Fabio - No caso de uma sala de cinema, estamos sempre negociando com condições comerciais, o que quer dizer que é um intenso diálogo para não blocar a programação com apenas um filme (mesmo que ele seja muito legal) e fazer da grade um ecossistema em que questões floresçam nas aproximações de filmes distintos, mas que também o espectador tenha real oportunidade de escolher e conhecer coisas novas, ter outras experiências estéticas e pensar singulares das obras, de modo a construir um gosto pessoal. Além disso, atender a uma demanda de uma programação diversa tende a provocar a uma perspectiva curatorial, digamos, unificada. No entanto, acho importante ressaltar que mesmo uma perspectiva curatorial deve se repensar e abrir-se ao diálogo, deve se provocar. No caso do Cinema do Dragão, trata-se de um cinema público, de qualidade técnica rara, com profissionais qualificados e comprometidos, e ingressos a preços verdadeiramente acessíveis. Na paisagem do território em que ele está inserido, ele precisa nutrir seu público cativo, mas também buscar diálogos com outros públicos. Precisar pensar os filmes, mas também o modo como avizinhamos filmes distintos. Nesse sentido, precisamos pensar nas vizinhanças físicas do cinema (bairros, territórios, comunidades), as redes de cinemas e distribuidoras parceiras, os profissionais do audiovisual e, ao tempo que afirmamos uma perspectiva curatorial e a defendemos, colocamos em diálogo para que ela se atualize e se faça conjuntamente.

OP- Sobre a não participação do Brasil no Oscar, a que você atribui a dificuldade de nos inserirmos na premiação?

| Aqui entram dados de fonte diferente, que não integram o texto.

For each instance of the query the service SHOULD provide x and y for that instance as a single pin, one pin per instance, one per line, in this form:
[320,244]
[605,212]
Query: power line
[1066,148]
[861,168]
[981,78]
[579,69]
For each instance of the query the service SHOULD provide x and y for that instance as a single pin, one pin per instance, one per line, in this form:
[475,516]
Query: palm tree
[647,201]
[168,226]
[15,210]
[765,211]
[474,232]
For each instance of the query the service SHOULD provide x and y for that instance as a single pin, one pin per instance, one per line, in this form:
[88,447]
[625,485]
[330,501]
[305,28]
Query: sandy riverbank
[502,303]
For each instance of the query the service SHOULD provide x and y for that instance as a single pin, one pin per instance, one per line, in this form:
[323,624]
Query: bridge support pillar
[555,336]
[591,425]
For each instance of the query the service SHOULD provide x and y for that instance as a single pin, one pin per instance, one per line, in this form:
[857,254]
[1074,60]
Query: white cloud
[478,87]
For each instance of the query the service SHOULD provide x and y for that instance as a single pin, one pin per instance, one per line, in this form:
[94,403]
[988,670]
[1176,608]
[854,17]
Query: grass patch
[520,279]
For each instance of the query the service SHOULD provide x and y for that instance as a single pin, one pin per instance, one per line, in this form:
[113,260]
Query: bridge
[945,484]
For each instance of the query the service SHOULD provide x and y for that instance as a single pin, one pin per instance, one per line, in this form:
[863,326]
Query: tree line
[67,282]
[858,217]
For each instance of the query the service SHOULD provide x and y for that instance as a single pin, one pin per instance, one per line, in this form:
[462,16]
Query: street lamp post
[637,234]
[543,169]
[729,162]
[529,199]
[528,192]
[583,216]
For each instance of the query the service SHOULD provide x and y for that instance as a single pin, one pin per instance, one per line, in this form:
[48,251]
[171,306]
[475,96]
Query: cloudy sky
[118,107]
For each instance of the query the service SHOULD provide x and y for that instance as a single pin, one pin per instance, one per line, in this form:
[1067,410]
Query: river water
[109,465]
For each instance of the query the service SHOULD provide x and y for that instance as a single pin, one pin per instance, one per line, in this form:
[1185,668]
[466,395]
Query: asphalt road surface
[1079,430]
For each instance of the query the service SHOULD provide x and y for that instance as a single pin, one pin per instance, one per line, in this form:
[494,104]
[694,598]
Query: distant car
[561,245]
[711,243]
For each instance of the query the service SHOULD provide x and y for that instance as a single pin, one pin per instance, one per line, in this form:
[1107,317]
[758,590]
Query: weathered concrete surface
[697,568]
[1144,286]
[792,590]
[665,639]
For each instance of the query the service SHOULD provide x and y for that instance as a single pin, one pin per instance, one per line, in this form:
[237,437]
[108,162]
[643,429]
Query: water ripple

Fabio - Creio que primeiro é preciso estar atento e não desprezar a pujança das produções cinematográficas brasileiras, em suas diferentes cinematografias. Sabemos que se por um lado não se pode, para o desenvolvimento do cinema nacional, desprezar disputas por premiações como o Oscar - esses fluxos internacionais, seja por festivais, circuitos e prêmios, é decisivo para que falemos do cinema nacional -, por outro lado elas não podem ser a régua também. As dificuldades são inúmeras, e vão desde a permanência e desenvolvimento de políticas públicas para o setor, mitigando as contínuas interrupções nos programas de fomento, como também a própria questão da distribuição. Ora, um dos requisitos para o filme ser candidato a uma vaga de representante do país é, justamente, ter sessões em horários nobre, de forma regular, em salas comerciais do país, além de ter circulado internacionalmente. Para isso, é necessário termos um circuito de exibição atento e implicado com o filme brasileiro, campanhas para que as pessoas vejam e discutam essa produção, mas também que os filmes possam ter condições, financeiras inclusive, de criarem suas campanhas para pautar o debate, para que os filmes saiam e voltem diferente, produzam pontes e diálogos dentro e fora do Brasil. Nesse sentido, a cota de tela para o filme brasileiro é uma reconquista, e tenho muito entusiasmo de estar junto de um cinema que está interessado em exibir, conversar e ser uma janela crítica e atenta. Mesmo neste momento, em que sem dúvidas o Oscar cria uma demanda grande de público para as salas de cinema, nós continuamos a exibir a produção nacional que está sendo lançada - como é o caso do filme "Levante", de Lillah Halla.

Carreira

Fabio Rodrigues Filho é crítico, curador, professor, cartazista e montador. Nascido em Feira de Santana, na Bahia, ele está desde agosto de 2022 à frente da curadoria e programação do Cinema do Dragão. Para além disso, o artista também é realizador de filmes como "Tudo Que é Apertado Rasga" (2019) e "Não vim no Mundo pra ser pedra" (2022).

Oscar 2024

Com filmes indicados em 23 categorias diferentes, que vão desde Melhor Atriz à Melhor Maquiagem e Penteados, a premiação do Oscar 2024 acontece no domingo, 10 de março, às 20h (horário de Brasília). A transmissão será feita na programação fechada do canal da TNT e no streaming Max (antiga HBO Max).